クラノスがいなければ逃げなくて済んだだろう。宇宙人が来る日が違ってたら遭難することもなかっただろう。もしこう違ってたらと悔やみ、怨み、抜け道の無い個室の中でさまよっていた。その中から抜け出せれたのは学校生活やラグビーに没頭して考えないようにしたこともあるけれど、世界の動揺を目のあたりにしていつまでも個人の確執にこだわり続ける自分のありようを見つめ直し始めたからだろう。

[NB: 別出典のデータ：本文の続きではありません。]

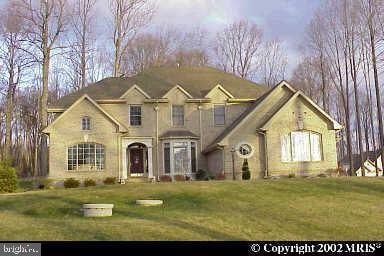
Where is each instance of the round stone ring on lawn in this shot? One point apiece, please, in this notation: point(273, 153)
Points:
point(97, 210)
point(149, 202)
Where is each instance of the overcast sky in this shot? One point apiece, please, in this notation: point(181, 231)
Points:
point(283, 19)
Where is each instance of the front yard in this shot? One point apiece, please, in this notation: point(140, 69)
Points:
point(287, 209)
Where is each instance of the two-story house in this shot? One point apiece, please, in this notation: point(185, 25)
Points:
point(169, 121)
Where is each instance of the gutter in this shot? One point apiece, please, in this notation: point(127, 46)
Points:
point(264, 134)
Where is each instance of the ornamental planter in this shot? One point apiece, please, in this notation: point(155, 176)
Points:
point(97, 210)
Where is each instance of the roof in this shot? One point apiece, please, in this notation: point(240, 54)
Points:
point(156, 82)
point(178, 134)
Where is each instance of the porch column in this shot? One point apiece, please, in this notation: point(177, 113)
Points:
point(124, 173)
point(150, 170)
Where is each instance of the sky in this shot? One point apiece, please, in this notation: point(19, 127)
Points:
point(282, 19)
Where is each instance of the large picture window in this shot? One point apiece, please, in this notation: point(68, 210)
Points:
point(86, 156)
point(135, 115)
point(219, 114)
point(180, 157)
point(301, 146)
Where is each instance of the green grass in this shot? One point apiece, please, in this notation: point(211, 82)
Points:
point(288, 209)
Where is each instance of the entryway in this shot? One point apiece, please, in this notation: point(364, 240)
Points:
point(137, 154)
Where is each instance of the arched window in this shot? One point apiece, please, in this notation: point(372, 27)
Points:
point(86, 156)
point(85, 123)
point(301, 146)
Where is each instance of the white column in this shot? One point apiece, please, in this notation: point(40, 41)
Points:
point(124, 173)
point(150, 170)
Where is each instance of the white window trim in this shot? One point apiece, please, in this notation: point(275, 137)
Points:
point(225, 113)
point(183, 115)
point(81, 123)
point(129, 115)
point(171, 156)
point(310, 148)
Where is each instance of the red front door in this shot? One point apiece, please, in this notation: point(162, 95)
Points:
point(136, 159)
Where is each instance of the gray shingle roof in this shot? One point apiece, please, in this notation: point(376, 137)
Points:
point(198, 81)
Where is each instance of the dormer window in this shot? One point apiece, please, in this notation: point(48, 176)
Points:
point(178, 115)
point(85, 123)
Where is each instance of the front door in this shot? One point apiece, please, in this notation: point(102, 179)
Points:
point(136, 160)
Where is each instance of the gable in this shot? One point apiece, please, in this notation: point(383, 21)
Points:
point(84, 106)
point(219, 94)
point(177, 95)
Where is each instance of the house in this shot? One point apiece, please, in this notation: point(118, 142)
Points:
point(369, 159)
point(169, 121)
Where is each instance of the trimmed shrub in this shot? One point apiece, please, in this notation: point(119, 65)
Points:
point(220, 176)
point(179, 177)
point(8, 178)
point(246, 175)
point(71, 183)
point(165, 178)
point(89, 183)
point(109, 181)
point(45, 183)
point(201, 175)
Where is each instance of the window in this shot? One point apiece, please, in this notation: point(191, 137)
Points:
point(135, 115)
point(193, 157)
point(219, 114)
point(167, 158)
point(85, 123)
point(180, 157)
point(301, 146)
point(178, 115)
point(86, 156)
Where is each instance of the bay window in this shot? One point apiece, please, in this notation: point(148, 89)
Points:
point(301, 146)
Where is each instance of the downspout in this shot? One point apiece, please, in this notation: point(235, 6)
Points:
point(156, 108)
point(200, 107)
point(264, 134)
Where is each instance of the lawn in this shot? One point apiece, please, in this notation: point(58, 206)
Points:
point(286, 209)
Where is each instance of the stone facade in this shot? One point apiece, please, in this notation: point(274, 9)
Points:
point(216, 146)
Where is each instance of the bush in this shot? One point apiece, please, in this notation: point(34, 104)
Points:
point(45, 183)
point(179, 177)
point(201, 175)
point(220, 176)
point(109, 181)
point(89, 183)
point(8, 178)
point(291, 175)
point(246, 173)
point(165, 178)
point(71, 183)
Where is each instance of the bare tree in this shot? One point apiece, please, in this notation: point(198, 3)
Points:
point(81, 45)
point(45, 21)
point(237, 46)
point(128, 17)
point(273, 62)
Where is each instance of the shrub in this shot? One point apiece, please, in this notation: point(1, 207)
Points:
point(246, 173)
point(165, 178)
point(71, 183)
point(220, 176)
point(89, 183)
point(179, 177)
point(322, 175)
point(201, 175)
point(109, 181)
point(8, 178)
point(291, 175)
point(45, 183)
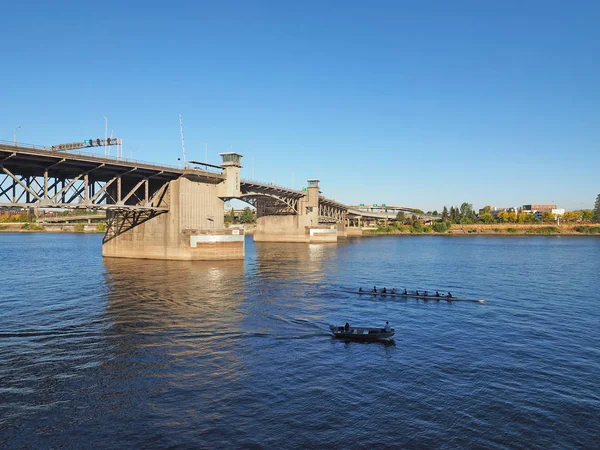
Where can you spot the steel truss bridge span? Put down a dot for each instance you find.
(30, 177)
(273, 200)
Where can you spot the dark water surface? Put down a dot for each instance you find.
(144, 354)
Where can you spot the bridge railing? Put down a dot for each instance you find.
(84, 153)
(271, 185)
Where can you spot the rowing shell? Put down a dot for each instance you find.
(409, 295)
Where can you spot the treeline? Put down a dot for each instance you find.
(466, 215)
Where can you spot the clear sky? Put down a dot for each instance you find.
(417, 103)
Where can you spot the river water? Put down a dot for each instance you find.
(150, 354)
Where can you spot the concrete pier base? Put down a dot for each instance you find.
(293, 229)
(353, 231)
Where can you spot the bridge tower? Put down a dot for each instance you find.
(231, 163)
(303, 226)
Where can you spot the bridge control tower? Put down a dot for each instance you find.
(231, 164)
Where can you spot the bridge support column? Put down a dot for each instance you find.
(191, 229)
(302, 227)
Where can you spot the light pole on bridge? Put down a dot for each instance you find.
(205, 151)
(15, 135)
(105, 133)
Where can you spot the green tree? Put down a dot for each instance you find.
(587, 215)
(466, 211)
(445, 214)
(486, 217)
(547, 217)
(503, 216)
(247, 216)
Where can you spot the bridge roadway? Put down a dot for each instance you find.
(32, 176)
(164, 212)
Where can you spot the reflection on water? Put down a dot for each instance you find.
(144, 354)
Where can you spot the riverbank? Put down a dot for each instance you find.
(31, 227)
(496, 229)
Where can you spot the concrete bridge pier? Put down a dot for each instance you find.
(302, 227)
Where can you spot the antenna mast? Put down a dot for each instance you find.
(182, 141)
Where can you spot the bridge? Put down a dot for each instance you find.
(165, 212)
(368, 216)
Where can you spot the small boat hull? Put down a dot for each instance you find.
(362, 334)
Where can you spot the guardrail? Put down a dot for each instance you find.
(271, 185)
(84, 153)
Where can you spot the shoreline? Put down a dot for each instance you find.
(592, 230)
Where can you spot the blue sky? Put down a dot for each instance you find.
(418, 103)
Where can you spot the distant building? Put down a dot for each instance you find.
(495, 210)
(538, 210)
(539, 207)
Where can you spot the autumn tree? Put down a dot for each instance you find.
(445, 214)
(247, 216)
(503, 216)
(547, 217)
(587, 215)
(486, 217)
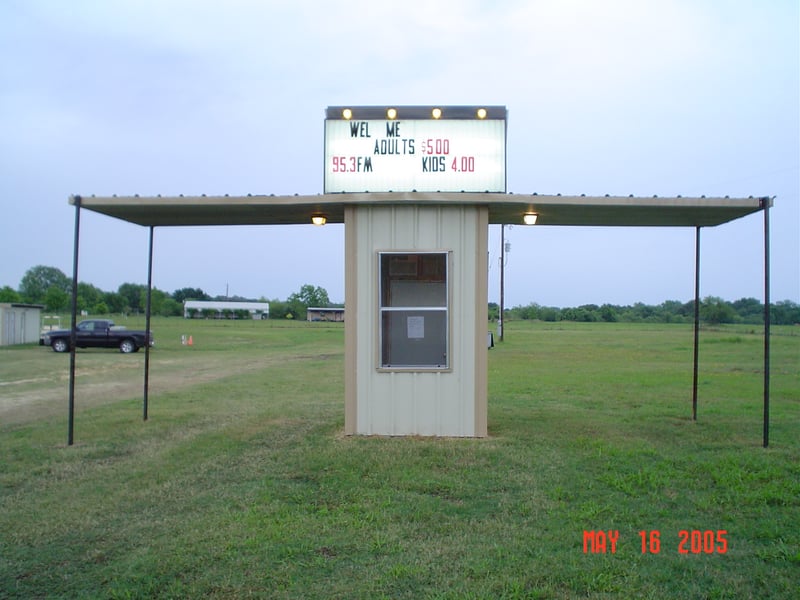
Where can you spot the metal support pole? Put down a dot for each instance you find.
(501, 320)
(765, 202)
(147, 326)
(696, 320)
(73, 335)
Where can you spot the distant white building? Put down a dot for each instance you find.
(221, 310)
(19, 323)
(325, 314)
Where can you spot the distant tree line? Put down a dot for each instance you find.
(713, 311)
(52, 288)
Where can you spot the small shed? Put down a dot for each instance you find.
(19, 323)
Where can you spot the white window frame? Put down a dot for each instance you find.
(418, 321)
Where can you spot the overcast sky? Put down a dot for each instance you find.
(666, 97)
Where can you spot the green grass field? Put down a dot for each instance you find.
(241, 483)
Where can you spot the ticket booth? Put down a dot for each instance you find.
(416, 263)
(416, 297)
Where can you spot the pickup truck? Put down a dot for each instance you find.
(98, 333)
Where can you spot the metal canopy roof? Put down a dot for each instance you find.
(503, 208)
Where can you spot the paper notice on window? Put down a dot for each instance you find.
(416, 328)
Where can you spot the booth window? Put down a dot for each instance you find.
(414, 307)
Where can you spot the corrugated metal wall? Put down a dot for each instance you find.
(19, 325)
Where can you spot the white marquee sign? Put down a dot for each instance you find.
(404, 149)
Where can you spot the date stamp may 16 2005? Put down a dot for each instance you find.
(689, 541)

偶然だったんだ。宇宙人のせいではないのだ。僕はようやく宇宙人を許すことが出来た。
そして今……地球を救うには宇宙人の力を借りなければと本気で思っている。なのに肝心な宇宙人がなにも言って来ない。

僕は学校を卒業すると、村に戻った。

ケーシー博士はオーストラリアの上の学校に進級することを進めてきたが断った。
ジョセは町の缶詰工場に働きに、ハントは連邦の学校へ進級するため島を出て行った。
クルスはラグビーの才能を見込まれてオーストラリアのラグビーで有名な学校へ行った。
「アマトだったら学校へ行けるのになんで村にひきこもるんだ」
とジョセが不思議がったがバラムにいたいからと答えた。

僕は毎日漁に出て、たまにはマタイのお祖父ちゃんのところへ船で尋ねたりした。
パシカはレオンに手を引かれてバスで町の学校に通っている。そのパシカを船で迎えに行くこともある。
村の衆は、若い僕が村に残って畑や、漁に汗を流しているのを感心したり不思議に思ってもいるようだが僕は気にしない。

300年のうちもう3年が過ぎた。僕に出来ること、それは宇宙人を信じて連絡が来たらいつでも応じられるこの村に、洞窟の近くにいることだ。それはいつのことか……明日かもしれない。10年先かもしれない。もっと悪く考えると来ないかもしれない。それでも僕はここにいよう。